Try this quickie method: standing over your dog, look down and check for a “waist” – dogs with the proper weight will have a visible indentation behind their ribs. Place both hands, palms down, lightly on Fido’s ribs. You should be able to feel the ribs, but they shouldn’t be sticking out. If you can’t feel the ribs, chances are good that your dog is overweight. Overweight dogs also commonly have pouches of fat in the groin area between the hind legs. To determine more exactly where Fido falls on the obesity scale, vets use a 9 point scoring system to accurately evaluate a pet’s body condition. A point value of 1 means the dog is emaciated; a score of 9 means Fido is grossly overweight. A mid-point score of 5 is just right. Following is a general description of each rating point:
1. Emaciated: ribs, hips and other bones protrude and are visible from a distance. Emaciated dogs show a loss of muscle as well as an absence of body fat.
2. Very thin: A step up from emaciated; bones are visible but not as prominent and muscle loss is slight.
3. Thin: Ribs and top of the spine may be visible and the pelvic bones prominent. (Some breeds are naturally thin, so don’t be fooled at the bony appearance of Salukis, Afghan Hounds, and other sighthounds.) Waist and tuck-up are evident.
4. Underweight: Some fat on the ribs; visible waist and abdominal tuck-up.
5. Ideal: Ribs are easily felt and have a thin layer of fat. Waist and tuck-up are obvious but not exaggerated.
6. Overweight: Ribs have noticeable fat; waist and tuck-up are discernible but not prominent.
7. Heavy: Ribs are covered with a heavy layer of fat and noticeable fat deposits appear on the spine and at the base of the tail. The waist is absent or barely discernible.
8. Obese: A heavy fat layer completely obscures ribs and heavy fat deposits appear over the spine and around the tail base. Waist and tuck-up disappear.
9. Morbid: Massive fat deposits in the chest area, along the spine, and around the tail base. No waist or tuck-up. Abdomen protrudes, and fat deposits accrue on legs and neck.
(The tuck-up is the area on the dog’s body behind the rib cage and in front of the hind legs when the dog is viewed from the side. The depth of the tuck-up depends on the breed of the dog; sighthounds tend to have a deep tuck-up, most breeds have a moderate tuck-up, and a few have little discernible tuck-up at all.)
The 3 causes of obesity in dogs
The most common cause of obesity in dogs is overfeeding coupled with inactivity. It’s hard to resist those adorable pleading eyes, and so we give in and sneak our dogs a taste of whatever we’re eating. Feeding leftovers or giving frequent snacks or treats often leads to an overweight and sedentary – and dangerously unhealthy – best friend.
Certain breeds are more easily susceptible to weight gain than others. If your dog is predisposed to obesity, maintaining a healthy body weight requires more careful attention to the amount of food and exercise he receives.
Thyroid or pituitary gland dysfunction can impact a dog’s hormonal balances, which may contribute to the development of obesity. Neutering and spaying will also alter the hormonal balance, sometimes resulting in reduced energy and changes in metabolism.
A drastic diet usually isn’t necessary; only a moderate reduction plan over time is recommended by most vets.
If excessive eating was the source of your pet’s obesity, plan on feeding the proper maintenance amount.
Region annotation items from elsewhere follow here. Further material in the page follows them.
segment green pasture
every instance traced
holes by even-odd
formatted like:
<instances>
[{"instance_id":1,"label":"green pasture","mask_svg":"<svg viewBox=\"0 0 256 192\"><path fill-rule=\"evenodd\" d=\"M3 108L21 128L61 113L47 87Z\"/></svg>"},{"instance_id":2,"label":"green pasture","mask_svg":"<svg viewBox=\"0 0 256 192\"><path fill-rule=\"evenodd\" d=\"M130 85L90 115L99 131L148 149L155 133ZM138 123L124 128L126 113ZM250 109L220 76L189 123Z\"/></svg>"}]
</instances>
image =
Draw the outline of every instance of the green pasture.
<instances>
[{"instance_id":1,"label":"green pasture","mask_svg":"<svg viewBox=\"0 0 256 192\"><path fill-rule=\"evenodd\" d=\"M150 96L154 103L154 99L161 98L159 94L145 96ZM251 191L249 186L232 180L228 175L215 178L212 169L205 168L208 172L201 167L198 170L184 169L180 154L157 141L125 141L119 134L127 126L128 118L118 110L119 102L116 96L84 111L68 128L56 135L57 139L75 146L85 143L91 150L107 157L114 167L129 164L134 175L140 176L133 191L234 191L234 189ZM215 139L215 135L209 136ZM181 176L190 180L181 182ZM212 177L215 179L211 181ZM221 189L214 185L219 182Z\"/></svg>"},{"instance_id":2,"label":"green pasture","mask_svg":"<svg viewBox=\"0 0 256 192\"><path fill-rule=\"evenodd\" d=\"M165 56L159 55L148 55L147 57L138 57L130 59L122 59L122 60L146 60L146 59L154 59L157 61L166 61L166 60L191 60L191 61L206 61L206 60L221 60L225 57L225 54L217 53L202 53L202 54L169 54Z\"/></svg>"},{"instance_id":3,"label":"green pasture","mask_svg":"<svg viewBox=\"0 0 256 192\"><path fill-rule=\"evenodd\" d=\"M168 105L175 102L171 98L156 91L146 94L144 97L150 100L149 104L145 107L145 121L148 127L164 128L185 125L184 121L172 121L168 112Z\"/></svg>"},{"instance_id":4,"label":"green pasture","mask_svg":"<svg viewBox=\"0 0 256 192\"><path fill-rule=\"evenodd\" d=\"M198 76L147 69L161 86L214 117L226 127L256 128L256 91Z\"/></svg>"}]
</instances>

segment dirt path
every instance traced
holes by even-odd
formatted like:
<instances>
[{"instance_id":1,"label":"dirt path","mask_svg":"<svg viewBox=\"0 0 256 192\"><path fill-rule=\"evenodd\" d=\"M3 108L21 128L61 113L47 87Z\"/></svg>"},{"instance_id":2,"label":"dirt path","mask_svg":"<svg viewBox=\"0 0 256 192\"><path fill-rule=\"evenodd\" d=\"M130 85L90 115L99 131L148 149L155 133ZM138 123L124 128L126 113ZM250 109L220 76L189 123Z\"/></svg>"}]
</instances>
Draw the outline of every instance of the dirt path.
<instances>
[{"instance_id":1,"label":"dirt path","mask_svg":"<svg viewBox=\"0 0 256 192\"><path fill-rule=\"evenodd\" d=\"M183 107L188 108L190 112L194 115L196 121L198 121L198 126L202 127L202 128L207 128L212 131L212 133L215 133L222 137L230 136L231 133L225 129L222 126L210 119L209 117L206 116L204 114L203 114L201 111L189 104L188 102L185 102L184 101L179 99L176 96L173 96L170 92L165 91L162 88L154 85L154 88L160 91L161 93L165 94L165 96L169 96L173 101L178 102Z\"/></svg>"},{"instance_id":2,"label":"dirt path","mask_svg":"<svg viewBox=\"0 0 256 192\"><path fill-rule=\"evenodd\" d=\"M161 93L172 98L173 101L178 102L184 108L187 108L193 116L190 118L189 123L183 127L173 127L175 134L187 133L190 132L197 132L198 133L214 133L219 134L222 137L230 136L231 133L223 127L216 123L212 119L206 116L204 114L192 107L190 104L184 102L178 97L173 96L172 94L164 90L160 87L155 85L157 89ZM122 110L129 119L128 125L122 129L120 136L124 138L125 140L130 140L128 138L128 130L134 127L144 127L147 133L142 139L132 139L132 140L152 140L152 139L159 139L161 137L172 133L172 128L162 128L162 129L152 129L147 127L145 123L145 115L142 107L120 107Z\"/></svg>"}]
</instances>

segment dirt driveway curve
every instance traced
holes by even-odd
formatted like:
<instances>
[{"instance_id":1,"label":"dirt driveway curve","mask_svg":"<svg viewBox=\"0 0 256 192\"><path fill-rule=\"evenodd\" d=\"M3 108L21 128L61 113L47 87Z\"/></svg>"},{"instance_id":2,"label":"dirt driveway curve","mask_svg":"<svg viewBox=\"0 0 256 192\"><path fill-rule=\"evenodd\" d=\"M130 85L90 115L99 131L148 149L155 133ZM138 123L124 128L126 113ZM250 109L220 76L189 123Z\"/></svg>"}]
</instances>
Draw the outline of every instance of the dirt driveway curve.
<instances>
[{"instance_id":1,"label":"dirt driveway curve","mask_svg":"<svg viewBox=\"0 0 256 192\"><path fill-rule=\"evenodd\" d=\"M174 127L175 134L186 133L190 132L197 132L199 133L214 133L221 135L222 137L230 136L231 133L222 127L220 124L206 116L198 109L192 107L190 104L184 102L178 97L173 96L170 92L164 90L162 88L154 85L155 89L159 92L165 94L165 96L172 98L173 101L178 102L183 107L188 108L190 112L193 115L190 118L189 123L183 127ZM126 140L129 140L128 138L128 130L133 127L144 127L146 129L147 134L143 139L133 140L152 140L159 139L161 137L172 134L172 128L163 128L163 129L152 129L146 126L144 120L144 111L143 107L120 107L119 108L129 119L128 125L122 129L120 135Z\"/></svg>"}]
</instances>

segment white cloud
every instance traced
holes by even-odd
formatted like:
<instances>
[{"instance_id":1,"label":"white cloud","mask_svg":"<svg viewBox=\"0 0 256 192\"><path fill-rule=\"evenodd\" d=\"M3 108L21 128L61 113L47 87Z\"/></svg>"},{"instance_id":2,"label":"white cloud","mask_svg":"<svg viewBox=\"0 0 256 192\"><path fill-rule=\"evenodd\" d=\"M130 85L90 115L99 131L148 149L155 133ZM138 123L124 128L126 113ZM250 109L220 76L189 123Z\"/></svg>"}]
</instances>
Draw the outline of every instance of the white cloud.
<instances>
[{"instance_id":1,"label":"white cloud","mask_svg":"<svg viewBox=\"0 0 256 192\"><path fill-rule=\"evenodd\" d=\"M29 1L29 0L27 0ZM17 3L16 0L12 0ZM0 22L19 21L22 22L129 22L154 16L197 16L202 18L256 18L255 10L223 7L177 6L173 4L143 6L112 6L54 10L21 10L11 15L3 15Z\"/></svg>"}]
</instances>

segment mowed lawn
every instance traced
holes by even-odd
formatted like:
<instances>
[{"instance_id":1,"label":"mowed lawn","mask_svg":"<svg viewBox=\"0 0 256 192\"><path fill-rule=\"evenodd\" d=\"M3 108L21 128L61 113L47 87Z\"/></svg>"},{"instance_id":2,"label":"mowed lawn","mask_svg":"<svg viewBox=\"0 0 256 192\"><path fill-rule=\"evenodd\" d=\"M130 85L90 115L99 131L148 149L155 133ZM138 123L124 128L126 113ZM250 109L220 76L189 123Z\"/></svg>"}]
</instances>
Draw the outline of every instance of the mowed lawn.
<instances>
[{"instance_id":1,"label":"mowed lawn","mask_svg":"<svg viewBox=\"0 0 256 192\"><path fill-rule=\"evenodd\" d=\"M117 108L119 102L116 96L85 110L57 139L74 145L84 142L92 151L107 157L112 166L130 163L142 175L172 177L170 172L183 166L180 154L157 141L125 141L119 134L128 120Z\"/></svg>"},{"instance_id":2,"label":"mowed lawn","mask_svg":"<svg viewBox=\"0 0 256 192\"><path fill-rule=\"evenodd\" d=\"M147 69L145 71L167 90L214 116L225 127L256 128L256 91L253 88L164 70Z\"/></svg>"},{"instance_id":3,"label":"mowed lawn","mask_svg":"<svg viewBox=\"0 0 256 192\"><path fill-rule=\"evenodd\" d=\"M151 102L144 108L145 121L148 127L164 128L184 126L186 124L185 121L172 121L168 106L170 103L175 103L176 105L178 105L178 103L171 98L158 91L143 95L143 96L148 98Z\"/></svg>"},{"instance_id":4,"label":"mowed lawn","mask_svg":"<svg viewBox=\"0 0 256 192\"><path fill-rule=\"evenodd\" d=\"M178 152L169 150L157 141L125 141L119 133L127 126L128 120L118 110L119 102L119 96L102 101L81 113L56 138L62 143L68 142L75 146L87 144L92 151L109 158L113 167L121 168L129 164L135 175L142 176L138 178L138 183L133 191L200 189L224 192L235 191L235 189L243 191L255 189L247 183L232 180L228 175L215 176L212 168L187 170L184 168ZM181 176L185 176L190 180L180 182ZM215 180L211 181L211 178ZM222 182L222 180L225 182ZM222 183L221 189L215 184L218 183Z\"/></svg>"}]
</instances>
If dry food had previously been left out for Fido in a large, free-choice container, leave food out in measured portions instead of in unlimited quantities. Divide his recommended daily portion into three or more meals, so he doesn’t feel like he’s being punished.
Try a lower-calorie dogfood. You can feed your pet the same daily “bulk amount,” while cutting back overall calories.
Eliminate all dinner table treats; these are typically high in fat and calories. Instead, you can add offer occasional low-calorie doggie treats in moderation.
Lots of fun, play and games will help take Fido’s weight off while keeping him happy and occupied. He’ll surely notice the loss of food, but he won’t mind it nearly as much if it’s accompanied by increased activities with you. Exercise him on a regular basis, starting slowly with short activity periods, and gradually increase the exercise time. Begin with walking and, when he shows signs of increased fitness, move to games that require some running, such as “fetch.”
Finally, make sure that all family members stick to the plan. One person sneaking treats can ruin the results for everybody.